En el listado se menciona que estas 210 personas, de las cuales 114 son políticos y 96 empresarios, poseen fortunas superiores a los 1.000 millones de dólares y entre ellos, se destacan el expresidente Dimitri Medvédev (2008 – 2012), el actual canciller Serguéi Lavrov, el portavoz del Kremlin Dimitri Pescov y el reconocido multimillonario Román Abramóvich (dueño de petroleras y equipo de fútbol inglés Chelsea), además de importantes multinacionales como el gigante de los hidrocarburos Gazprom, la aerolínea Aeroflot y el banco Sberbank, entre otros.

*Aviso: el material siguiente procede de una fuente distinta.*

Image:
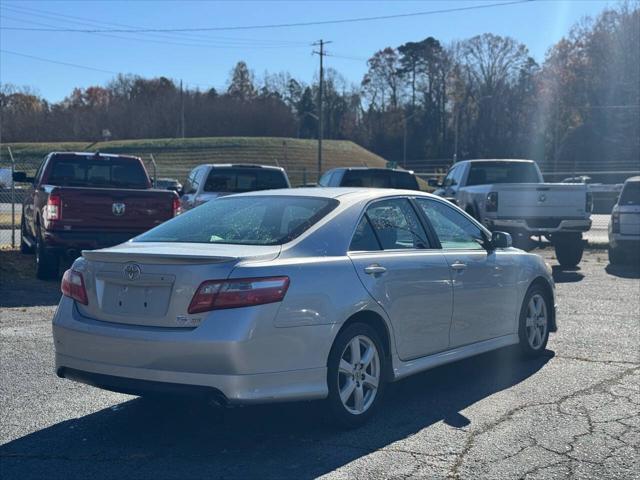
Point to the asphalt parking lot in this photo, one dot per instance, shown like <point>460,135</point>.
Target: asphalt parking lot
<point>573,413</point>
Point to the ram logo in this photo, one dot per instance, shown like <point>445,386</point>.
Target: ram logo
<point>118,209</point>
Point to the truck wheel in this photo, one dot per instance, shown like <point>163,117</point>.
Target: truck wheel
<point>569,248</point>
<point>46,262</point>
<point>615,256</point>
<point>24,248</point>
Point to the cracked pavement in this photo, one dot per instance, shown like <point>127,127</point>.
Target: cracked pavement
<point>574,413</point>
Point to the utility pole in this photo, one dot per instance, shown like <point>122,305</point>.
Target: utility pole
<point>321,53</point>
<point>181,111</point>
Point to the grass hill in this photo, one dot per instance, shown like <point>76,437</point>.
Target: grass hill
<point>176,157</point>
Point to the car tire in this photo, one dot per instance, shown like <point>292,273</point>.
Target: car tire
<point>353,393</point>
<point>47,263</point>
<point>535,321</point>
<point>569,249</point>
<point>615,256</point>
<point>24,248</point>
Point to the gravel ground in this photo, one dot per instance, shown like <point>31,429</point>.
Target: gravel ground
<point>575,412</point>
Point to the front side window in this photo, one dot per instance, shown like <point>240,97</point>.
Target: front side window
<point>453,229</point>
<point>235,180</point>
<point>396,225</point>
<point>254,220</point>
<point>630,194</point>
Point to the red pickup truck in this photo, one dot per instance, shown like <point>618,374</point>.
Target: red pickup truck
<point>82,201</point>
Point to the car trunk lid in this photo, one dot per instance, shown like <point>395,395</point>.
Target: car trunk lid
<point>152,284</point>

Sin embargo, sorpresivamente Putin no se encuentra en la lista y lamentó con ironía su ausencia. Esta primera reacción ocurrió en una reunión que sostuvo Putin con promotores de su reelección para gobernar a Rusia hasta el año 2024, con el manto del Partido Conservador Rusia Unida, ya que en un mes y medio se harán las elecciones en el país territorialmente más grande del mundo (17.098.242 kilómetros cuadrados).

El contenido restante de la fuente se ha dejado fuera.